Court Opinion

ID: 9875495
Source: CourtListenerOpinion
Date Created: 2023-09-26 22:35:37.876495+00
Date Added: 2024-06-11T07:47:02.005171
License: Public Domain

Judgment, Supreme Court, Bronx County (Eugene Oliver, Jr., J.), rendered February 6, 2015, convicting defendant, after a jury trial, of criminal possession of a controlled substance in the fifth degree, and sentencing him, as a second felony drug offender, to a term of 3 years, reversed, on the law, and the matter remanded for a new trial.

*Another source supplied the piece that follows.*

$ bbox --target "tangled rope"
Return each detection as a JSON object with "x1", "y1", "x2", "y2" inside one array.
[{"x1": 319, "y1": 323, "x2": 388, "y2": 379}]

*529Supreme Court improperly limited both defense counsel’s discovery of Rosario material and his ability to cross-examine the police witnesses at trial. The Rosario material in question consisted of police documentation of the arrest of a third party. Supreme Court denied defendant’s discovery request, rejecting his trial counsel’s argument that defendant and the third party, both Hispanic males, had been contemporaneously arrested and separately charged with selling drugs to the same undercover officer at approximately the same time and location. In the absence of Supreme Court’s discovery limitations, defense counsel might have reasonably established a motive to fabricate the evidence due to police confusion between defendant and the third party (see People v Hudy, 73 NY2d 40, 56 [1988] [“extrinsic proof tending to establish a reason to fabricate is never collateral and may not be excluded on that ground”], overruled in part on unrelated grounds by Carmell v Texas, 529 US 513 [2000]). Furthermore, as we have stated, where there is evidence raising the possibility of a “police motive to fabricate,” cross-examination of police witnesses is “highly relevant” (People v Rios, 223 AD2d 390, 392 [1st Dept 1996], appeal withdrawn 87 NY2d 1024 [1996]). Thus, Supreme Court’s errors deprived defendant of his right to present a defense (see Hudy, 73 NY2d at 56; Rios, 223 AD2d at 392). As there was “a reasonable possibility that the non-disclosure materially contributed to the result of the trial” (CPL 240.75), Supreme Court’s errors were not “harmless beyond a reasonable doubt” (People v Crimmins, 36 NY2d 230, 237 [1975]).
Were we not reversing on the basis of error regarding the Rosario material and the related cross-examination, we would reverse on another ground—namely, Supreme Court’s communication with the jury off the record and outside the presence of defendant and his counsel. After the jurors had been deliberating for four days, they sent a note to the court stating they were deadlocked on the third count of the indictment and asking for guidance. The court discharged the jury for the day in contemplation of taking further actions, possibly including the delivery of an Allen charge, in the morning. The next morning, in defendant’s and his counsel’s absence, the court instructed the jury, off the record, to resume deliberations. The same afternoon, the court informed defendant and his counsel of this instruction, and counsel did not object.
“[T]he presence of the defendant and his counsel is constitutionally required whenever supplemental instructions are given, and failure to notify them is a fundamental error” (People v Ciaccio, 47 NY2d 431, 436-437 [1979]). Moreover, “CPL *530310.30 makes a defendant’s right to be present during instructions to the jury absolute and unequivocal” (People v Mehmedi, 69 NY2d 759, 760 [1987]). Here, the absence of defendant and his counsel during the court’s undisputedly substantive instruction to resume deliberating notwithstanding the reported deadlock was a mode of proceedings error, requiring reversal despite the lack of any objection (id. at 760; see also People v Bonilla, 186 AD2d 748, 748 [2d Dept 1992]). Additionally, harmless error analysis is inapplicable (see Mehmedi, 69 NY2d at 760).
Concur—Sweeny, J.P., Moskowitz and Gesmer, JJ.